Her Majesty's speech was after the model of English royal speeches; but one

can feel at this day it was spoken in all ingenuousness and sincerity, and

that the utterance--remarkable already for clearness and distinctness--for

the first time, of the set words, ending in the solemn promise to do a

Sovereign's duty, must have thrilled the hearts both of speaker and

hearers.



A critical listener was not wanting, according to the testimony of the

witness who, on his own account, certainly did not object to chronicle

detraction of every kind. "The speech was admired, except by Brougham, who

appeared in a considerable state of excitement. He said to Peel (whom he

was standing near, and with whom he was not in the habit of communicating),

'"amelioration;" that is not English. You might perhaps say "melioration,"

but "improvement" is the proper word.'



"'Oh!' said Peel, 'I see no harm in the word; it is generally used.'



"'You object,' said Brougham, 'to the sentiment; I object to the grammar.'



"'No,' said Peel, 'I don't object to the sentiment.'



"'Well, then, she pledges herself to the policy of our Government,'

said Brougham.



"She was quite plainly dressed, and in mourning.

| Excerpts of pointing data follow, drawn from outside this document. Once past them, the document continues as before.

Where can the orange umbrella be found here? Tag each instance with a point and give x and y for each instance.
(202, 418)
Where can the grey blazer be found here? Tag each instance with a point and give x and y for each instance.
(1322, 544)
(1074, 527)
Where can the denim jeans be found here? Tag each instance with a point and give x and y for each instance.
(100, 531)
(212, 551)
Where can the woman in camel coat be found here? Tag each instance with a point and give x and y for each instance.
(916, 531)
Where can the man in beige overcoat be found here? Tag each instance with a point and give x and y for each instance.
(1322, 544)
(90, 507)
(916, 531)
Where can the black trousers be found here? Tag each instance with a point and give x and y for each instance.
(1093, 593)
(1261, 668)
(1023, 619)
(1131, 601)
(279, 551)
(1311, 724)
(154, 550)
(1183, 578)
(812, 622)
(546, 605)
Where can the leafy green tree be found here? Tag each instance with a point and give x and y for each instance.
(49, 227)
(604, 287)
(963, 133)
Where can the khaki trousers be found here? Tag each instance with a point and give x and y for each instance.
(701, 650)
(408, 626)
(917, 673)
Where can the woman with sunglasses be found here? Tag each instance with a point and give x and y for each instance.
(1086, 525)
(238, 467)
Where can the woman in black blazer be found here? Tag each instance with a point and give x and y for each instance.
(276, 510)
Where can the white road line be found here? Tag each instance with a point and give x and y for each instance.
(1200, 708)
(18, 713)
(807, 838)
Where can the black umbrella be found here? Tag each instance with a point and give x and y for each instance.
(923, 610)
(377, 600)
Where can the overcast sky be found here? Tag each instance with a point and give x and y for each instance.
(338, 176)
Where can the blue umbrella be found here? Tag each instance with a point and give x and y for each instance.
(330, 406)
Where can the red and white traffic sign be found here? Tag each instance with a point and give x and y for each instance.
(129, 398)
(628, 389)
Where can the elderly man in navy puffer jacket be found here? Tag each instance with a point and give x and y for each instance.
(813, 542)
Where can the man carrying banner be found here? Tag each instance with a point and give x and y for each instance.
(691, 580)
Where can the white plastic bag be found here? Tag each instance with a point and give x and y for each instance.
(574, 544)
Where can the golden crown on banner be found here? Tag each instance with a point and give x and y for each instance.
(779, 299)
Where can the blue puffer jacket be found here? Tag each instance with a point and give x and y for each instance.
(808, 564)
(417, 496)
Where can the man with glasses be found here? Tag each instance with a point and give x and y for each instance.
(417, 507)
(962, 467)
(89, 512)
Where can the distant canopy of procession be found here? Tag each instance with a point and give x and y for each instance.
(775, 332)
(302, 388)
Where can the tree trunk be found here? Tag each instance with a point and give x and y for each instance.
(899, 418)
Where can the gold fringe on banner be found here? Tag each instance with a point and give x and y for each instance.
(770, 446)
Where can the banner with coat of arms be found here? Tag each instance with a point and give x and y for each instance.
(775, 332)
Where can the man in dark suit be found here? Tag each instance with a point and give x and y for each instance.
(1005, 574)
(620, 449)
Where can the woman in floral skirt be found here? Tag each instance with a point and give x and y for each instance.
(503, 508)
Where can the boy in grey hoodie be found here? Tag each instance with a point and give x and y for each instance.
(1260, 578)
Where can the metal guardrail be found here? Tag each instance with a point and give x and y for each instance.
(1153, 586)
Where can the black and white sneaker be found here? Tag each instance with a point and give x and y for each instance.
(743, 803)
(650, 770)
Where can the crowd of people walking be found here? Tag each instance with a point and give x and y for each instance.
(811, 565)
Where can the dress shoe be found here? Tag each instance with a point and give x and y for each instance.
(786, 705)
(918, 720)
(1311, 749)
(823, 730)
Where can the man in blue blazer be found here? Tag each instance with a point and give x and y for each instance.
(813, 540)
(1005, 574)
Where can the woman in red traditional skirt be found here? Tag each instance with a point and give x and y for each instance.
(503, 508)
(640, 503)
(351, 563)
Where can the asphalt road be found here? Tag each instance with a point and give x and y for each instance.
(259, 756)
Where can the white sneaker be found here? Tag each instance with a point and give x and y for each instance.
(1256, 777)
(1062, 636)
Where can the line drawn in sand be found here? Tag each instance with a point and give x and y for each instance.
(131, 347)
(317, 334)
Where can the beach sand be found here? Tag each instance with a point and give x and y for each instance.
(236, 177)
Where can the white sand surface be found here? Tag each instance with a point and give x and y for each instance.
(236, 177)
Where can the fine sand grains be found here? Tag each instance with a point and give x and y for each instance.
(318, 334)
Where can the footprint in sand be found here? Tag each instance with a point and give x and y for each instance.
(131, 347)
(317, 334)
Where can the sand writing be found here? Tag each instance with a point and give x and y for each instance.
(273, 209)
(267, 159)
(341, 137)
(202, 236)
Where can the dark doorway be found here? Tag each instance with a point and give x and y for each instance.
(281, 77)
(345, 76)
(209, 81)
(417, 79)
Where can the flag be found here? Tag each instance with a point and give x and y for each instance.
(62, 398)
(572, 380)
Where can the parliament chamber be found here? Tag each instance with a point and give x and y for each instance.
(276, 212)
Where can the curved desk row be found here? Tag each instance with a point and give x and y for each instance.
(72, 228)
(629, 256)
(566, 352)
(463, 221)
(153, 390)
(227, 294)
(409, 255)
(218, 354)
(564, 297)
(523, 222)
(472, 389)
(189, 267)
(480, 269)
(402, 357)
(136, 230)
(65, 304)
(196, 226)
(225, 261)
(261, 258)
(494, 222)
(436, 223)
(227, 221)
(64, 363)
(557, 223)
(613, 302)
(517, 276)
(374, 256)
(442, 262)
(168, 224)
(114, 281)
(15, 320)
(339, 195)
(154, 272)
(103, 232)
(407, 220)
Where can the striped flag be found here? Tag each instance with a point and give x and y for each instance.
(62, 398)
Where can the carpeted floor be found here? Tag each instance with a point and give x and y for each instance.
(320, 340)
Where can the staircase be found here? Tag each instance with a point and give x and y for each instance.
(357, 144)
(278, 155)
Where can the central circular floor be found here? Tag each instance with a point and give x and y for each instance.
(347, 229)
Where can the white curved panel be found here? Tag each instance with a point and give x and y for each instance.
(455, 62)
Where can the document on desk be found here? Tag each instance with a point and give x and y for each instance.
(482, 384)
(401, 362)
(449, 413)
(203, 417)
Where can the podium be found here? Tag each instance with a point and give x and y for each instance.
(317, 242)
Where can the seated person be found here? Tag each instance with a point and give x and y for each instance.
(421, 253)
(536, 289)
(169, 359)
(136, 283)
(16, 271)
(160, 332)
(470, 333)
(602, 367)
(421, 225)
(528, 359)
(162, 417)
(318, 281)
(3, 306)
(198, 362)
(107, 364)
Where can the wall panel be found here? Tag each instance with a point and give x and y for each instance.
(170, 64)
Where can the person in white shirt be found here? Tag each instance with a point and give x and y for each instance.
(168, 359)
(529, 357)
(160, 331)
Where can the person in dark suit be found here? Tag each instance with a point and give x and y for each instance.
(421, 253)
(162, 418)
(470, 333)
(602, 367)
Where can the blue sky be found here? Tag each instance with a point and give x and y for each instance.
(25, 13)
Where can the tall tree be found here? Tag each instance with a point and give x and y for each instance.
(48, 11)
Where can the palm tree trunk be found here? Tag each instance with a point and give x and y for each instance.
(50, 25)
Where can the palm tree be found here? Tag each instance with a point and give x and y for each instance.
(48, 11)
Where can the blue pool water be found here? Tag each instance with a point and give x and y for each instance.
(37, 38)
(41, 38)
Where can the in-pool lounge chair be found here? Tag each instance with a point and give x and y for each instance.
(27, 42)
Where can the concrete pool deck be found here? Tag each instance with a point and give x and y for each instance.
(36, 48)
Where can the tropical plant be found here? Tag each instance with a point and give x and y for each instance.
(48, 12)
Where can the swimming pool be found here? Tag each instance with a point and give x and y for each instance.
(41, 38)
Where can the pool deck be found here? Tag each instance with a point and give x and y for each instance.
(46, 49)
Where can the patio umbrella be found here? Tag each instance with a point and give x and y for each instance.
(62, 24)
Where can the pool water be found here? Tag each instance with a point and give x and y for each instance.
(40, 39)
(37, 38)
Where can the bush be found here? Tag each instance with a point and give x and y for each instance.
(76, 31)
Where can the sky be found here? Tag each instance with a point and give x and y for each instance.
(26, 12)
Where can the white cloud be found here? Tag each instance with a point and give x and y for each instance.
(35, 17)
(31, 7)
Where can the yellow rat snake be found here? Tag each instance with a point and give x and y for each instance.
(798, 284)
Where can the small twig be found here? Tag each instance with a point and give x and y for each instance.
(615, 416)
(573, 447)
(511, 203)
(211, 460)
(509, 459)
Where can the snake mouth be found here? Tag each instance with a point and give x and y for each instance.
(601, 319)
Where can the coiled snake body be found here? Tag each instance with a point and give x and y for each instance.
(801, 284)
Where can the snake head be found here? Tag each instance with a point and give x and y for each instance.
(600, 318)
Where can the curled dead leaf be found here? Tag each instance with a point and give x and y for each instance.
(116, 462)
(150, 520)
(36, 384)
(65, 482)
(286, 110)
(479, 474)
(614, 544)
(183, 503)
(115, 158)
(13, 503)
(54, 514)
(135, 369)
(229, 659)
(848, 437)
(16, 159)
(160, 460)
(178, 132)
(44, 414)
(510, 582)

After she had read her

speech, and taken and signed the oath (administered by the Archbishop of

Canterbury) for the security of the Church of Scotland, the Privy

Councillors were sworn, the two royal Dukes first by themselves."



The days of violence were ended, and whatever private, hopes he might once

have entertained, Ernest, Duke of Cumberland, was the first to hail his

niece as the high and mighty Princess Alexandrina Victoria, to whom the

imperial Crown of Great Britain and Ireland had solely and rightfully

come--the first to proclaim her, with one voice and consent of tongue and

heart, on the part of himself and his peers, his only lawful and rightful

liege Lady Victoria, to whom he acknowledged all faith and rightful

obedience, with all hearty and humble affection. It may be, the fact that

he had succeeded to the throne of Hanover rendered the step less difficult.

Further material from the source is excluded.